Source: National Bureau of Statistics (China), St. Louis Fed (United States), Office for National Statistics (United Kingdom), European Central Bank, Eurostat (Eurozone), Statistics Bureau (Japan), Ministry of Commerce and Industry (India)
You can always dig deeper than the headline numbers though. When you look at the numbers carefully, there’s a worrying sign. The chart below illustrates the huge divergence in the inflation trends across major countries in Europe. While the range of inflations across countries looked relatively narrow before the financial crisis, we are seeing some big differences after the crisis.
(Yes, I am rather obsessed with plotting charts of inflations)

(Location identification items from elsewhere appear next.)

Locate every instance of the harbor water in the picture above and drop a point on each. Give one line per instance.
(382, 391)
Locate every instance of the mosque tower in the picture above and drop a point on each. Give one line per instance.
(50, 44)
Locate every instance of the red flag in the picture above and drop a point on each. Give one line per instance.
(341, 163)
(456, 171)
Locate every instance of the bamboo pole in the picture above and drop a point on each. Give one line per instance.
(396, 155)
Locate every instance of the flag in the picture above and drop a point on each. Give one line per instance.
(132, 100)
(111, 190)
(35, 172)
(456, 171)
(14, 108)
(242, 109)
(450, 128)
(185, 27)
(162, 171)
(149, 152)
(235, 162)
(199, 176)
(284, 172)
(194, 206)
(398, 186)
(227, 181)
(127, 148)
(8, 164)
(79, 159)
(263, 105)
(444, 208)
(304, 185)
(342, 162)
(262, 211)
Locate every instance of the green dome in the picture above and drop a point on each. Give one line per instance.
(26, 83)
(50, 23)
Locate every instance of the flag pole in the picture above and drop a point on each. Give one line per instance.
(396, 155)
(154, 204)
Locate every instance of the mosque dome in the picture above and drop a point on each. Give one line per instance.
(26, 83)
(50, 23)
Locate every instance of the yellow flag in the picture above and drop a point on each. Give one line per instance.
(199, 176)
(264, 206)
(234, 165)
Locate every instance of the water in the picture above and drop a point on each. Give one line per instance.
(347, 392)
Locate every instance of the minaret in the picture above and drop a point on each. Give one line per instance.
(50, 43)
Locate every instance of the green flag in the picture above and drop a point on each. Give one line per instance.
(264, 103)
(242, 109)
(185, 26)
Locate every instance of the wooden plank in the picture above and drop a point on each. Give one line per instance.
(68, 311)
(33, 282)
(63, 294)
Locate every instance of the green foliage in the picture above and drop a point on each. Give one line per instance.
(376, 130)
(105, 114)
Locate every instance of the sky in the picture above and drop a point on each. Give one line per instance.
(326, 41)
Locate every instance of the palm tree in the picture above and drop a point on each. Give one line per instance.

The two which stand out here were Greece, with high inflation, and Ireland, which is still in deflation. Greece is a surprise to me as the debt crisis and austerity hit the country. Eurostat forecasts showed that Greece economy would have contracted 4.2% in real term in 2010, so the prospect of having economic contraction with an oddly high inflation (at 5.2% in December 2010) is extremely worrying. On the other side, we have Ireland, which the latest available figure shows that the country is still in a deflation. This one is, of course, not too surprising. With their economy contracting 0.2% in real term according to Eurostat forecast, having an inflation would be more terrifying than having a deflation. Finally, despite the strength of German economy, inflation was only at 1.9% in December 2010, which was hardly an alarming figure.
Having a monetary union in Europe served the region well before the crisis, but it looks like it is not the case now. The situation now is giving the European Central Bank a hard time as to what to do. With Greece, which looks like the United Kingdom now, is having a stagflation, both monetary easing and tightening seem to be undesirable. On the other side, we have Ireland, which seems to require more of monetary easing. For the rest of the Europe though, it seems that a wait-and-see mode is a more proper thing to do.